Substring search for multiword strings - Python


I want to check a set of sentences and see whether some seed words occurs in the sentences. but i want to avoid using for seed in line because that would have say that a seed word ring would have appeared in a doc with the word bring.

I also want to check whether multiword expressions (MWE) like word with spaces appears in the document.

I've tried this but this is uber slow, is there a faster way of doing this?

seed = ['words with spaces', 'words', 'foo', 'bar', 
        'bar bar', 'foo foo foo bar', 'ring']

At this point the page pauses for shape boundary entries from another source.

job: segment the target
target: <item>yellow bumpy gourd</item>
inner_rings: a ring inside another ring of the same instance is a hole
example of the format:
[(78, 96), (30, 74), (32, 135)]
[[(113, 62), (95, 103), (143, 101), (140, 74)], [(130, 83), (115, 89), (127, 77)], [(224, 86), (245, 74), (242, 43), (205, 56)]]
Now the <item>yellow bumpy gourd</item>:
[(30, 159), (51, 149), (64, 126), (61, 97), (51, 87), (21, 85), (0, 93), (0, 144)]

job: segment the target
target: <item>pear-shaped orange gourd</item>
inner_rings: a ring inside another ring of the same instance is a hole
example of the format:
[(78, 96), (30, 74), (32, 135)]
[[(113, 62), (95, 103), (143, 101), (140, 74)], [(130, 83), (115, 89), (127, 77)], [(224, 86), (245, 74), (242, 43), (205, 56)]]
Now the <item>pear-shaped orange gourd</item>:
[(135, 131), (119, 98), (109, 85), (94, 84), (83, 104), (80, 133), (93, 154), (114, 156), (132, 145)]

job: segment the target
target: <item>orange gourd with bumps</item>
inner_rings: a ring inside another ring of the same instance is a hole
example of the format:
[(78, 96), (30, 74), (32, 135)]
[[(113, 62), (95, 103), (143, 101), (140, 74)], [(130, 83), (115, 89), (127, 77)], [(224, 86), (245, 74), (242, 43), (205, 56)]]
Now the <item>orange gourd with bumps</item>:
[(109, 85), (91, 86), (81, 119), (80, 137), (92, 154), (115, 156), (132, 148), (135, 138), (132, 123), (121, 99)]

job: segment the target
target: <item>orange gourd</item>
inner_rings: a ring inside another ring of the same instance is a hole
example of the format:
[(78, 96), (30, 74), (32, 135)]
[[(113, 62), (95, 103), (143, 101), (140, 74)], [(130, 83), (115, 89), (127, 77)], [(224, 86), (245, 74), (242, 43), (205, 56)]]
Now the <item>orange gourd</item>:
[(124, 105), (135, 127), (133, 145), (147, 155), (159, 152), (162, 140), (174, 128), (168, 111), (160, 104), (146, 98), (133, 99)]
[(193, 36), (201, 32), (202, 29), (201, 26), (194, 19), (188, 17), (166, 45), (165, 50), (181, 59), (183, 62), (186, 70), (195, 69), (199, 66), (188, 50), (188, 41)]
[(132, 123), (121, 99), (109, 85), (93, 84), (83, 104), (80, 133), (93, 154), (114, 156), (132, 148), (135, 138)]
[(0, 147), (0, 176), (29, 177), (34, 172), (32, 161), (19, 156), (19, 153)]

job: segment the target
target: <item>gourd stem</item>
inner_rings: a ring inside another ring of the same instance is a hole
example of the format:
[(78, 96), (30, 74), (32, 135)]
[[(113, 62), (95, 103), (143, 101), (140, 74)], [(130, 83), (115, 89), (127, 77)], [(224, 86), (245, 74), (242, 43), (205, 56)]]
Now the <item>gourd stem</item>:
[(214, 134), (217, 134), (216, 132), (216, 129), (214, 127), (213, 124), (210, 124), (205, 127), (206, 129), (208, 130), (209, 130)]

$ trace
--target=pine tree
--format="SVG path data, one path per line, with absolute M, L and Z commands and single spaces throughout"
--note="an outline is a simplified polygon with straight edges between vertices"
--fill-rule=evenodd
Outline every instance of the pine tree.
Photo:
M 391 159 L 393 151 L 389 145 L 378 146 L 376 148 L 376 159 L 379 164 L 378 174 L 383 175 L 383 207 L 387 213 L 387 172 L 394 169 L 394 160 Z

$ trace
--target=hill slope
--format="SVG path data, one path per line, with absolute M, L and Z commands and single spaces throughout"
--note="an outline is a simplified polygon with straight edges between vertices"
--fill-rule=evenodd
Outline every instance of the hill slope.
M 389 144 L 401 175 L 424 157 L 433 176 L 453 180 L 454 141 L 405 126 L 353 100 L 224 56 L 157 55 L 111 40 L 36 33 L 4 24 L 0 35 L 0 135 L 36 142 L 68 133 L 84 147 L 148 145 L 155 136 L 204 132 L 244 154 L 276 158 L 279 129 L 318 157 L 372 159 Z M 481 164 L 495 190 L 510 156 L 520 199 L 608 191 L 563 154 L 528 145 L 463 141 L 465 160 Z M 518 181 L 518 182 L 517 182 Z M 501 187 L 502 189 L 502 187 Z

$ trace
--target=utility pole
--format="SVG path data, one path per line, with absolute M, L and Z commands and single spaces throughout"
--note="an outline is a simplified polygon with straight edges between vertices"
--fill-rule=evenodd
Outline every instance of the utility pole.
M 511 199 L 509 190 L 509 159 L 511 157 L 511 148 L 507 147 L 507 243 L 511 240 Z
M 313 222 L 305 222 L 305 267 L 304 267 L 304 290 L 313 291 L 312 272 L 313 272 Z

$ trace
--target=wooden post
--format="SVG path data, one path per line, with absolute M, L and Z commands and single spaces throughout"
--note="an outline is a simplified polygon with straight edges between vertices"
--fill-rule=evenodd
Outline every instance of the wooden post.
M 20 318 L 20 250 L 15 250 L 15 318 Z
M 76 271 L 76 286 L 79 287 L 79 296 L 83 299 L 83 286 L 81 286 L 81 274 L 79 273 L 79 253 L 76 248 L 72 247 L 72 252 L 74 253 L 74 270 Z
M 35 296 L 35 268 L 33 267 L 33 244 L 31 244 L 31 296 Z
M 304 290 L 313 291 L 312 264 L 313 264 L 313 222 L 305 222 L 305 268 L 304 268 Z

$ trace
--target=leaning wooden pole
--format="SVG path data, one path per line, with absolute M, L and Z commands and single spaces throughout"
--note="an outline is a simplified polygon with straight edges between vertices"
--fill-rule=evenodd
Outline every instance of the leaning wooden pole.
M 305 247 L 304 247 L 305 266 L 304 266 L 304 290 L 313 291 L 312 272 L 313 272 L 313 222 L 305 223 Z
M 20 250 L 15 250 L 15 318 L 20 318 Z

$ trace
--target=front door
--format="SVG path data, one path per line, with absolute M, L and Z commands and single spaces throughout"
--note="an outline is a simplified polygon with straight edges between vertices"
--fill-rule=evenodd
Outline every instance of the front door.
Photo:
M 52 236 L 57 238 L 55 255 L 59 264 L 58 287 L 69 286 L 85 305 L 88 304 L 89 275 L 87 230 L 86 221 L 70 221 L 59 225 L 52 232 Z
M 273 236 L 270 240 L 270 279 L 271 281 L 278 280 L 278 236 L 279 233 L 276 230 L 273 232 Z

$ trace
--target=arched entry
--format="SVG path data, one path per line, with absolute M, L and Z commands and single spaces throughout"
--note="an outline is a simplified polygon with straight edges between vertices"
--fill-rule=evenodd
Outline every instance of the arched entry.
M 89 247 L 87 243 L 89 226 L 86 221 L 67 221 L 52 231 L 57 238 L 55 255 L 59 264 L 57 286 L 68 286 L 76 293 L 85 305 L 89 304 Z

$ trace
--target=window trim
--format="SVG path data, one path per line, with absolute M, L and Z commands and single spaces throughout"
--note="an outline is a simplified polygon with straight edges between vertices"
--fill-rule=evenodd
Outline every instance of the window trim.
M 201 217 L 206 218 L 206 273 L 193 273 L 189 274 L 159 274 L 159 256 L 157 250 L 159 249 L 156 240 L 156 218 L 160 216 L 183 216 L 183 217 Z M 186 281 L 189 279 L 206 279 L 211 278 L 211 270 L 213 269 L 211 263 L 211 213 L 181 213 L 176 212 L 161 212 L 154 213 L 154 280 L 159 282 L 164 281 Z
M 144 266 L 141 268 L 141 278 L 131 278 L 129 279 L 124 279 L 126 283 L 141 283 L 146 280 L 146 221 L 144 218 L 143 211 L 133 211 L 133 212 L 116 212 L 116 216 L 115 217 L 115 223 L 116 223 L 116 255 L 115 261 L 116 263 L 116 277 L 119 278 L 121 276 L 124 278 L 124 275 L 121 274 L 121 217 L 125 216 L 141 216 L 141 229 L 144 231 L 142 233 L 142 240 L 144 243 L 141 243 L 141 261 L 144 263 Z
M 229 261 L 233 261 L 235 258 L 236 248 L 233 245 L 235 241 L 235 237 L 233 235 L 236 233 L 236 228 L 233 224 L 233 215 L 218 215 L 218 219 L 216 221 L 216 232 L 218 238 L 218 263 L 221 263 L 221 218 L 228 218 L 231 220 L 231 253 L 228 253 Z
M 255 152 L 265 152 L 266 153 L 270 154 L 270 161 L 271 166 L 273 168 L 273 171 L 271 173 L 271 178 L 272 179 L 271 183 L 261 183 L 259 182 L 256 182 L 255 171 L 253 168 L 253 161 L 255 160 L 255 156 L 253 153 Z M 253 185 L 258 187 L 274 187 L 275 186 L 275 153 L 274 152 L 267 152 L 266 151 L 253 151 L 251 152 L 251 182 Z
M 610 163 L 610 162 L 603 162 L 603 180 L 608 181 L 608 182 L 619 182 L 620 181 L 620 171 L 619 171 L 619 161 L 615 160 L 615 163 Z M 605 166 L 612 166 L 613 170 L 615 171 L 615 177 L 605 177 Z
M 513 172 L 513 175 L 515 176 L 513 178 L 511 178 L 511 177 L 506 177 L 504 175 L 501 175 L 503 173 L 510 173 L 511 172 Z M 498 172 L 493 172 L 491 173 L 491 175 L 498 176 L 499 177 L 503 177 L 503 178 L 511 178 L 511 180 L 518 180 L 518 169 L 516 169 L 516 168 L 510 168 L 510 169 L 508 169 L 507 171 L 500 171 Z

 docs = ['these are words with spaces but the drinks are the bar is also good', 
    'another sentence at the foo bar is here', 
    'then a bar bar black sheep, 
    'but i dont want this sentence because there is just nothing that matches my list',
    'i forgot to bring my telephone but this sentence shouldn't be in the seeded docs too']

docs_seed = []
for d in docs:
  toAdd = False
  for s in seeds:
    if " " in s:
      if s in d:
        toAdd = True
    if s in d.split(" "):
      toAdd = True
    if toAdd == True:
      docs_seed.append((s,d))
      break
print docs_seed

The desired output should be this:

[('words with spaces','these are words with spaces but the drinks are the bar is also good')
('foo','another sentence at the foo bar is here'), 
('bar', 'then a bar bar black sheep')]

Solution

  • Consider using a regular expression:

    import re
    
    pattern = re.compile(r'\b(?:' + '|'.join(re.escape(s) for s in seed) + r')\b')
    pattern.findall(line)
    

    \b matches the start or end of a "word" (sequence of word characters).

    Example:

    >>> for line in docs:
    ...     print pattern.findall(line)
    ... 
    ['words with spaces', 'bar']
    ['foo', 'bar']
    ['bar', 'bar']
    []
    []